Last August, Winston Branko Churchill, a man who loved the simplicity of the outdoors and despised materialism, left his dog with a woman in Lake City, called two friends to say he would no longer need them to send him care packages, and then hiked into the rugged backcountry.

“Dude, thank you for everything. I don’t need anything else,” was his last message to Jonathan Wrobel of Chicago (via The Denver Post). Churchill’s friends were worried as he hit the Colorado Trail, which connects Denver to Durango, in an act similar to the plot of the film “Into the Wild.” They contacted rescuers in Hinsdale County, which organized a two-day search, but did not find Churchill, a 41-year-old former Denver disc jockey and Silverton cafe owner.
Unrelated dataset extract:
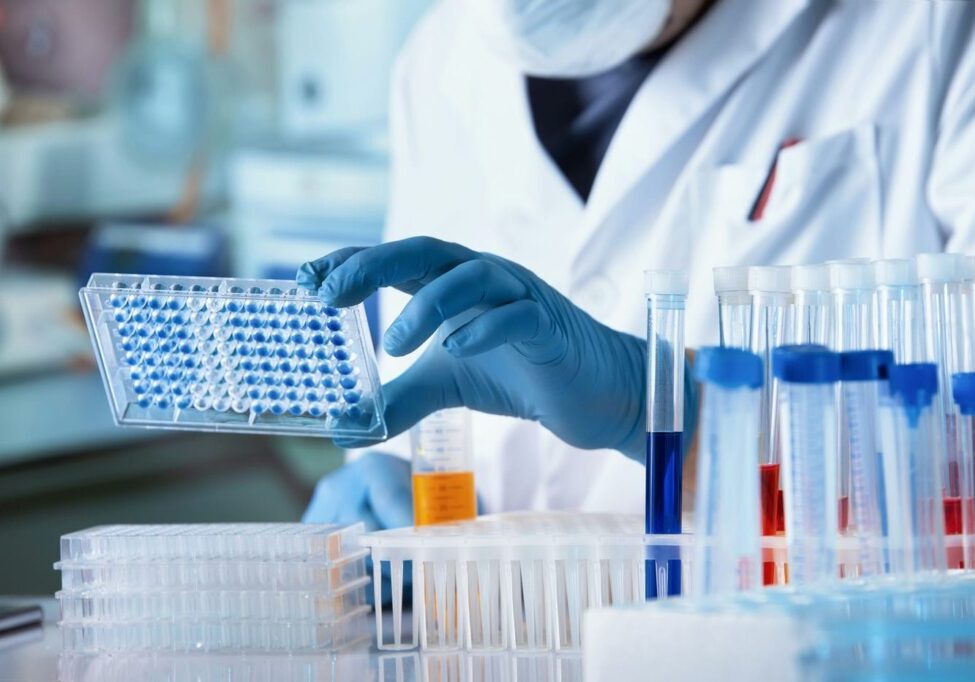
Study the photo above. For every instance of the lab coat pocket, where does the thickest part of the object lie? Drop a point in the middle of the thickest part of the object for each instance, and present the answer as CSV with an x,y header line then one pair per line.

Then a month ago, Churchill’s body was found. He had died slowly of starvation and exposure in a high valley near an abandoned miner’s cabin. His journal was destroyed by the snow that entombed his body over the winter, but his camera included an eerie video he took of himself starving: In it, he said he had gone 40 days without food, and he thought he would die the next day, October 13, his birthday.

Meanwhile, hikers on the 14,265-foot Quandry Peak near Breckenridge are finding themselves in a quandry more often than in the past. Rescues there are up due to unprepared hikers, according to 9News.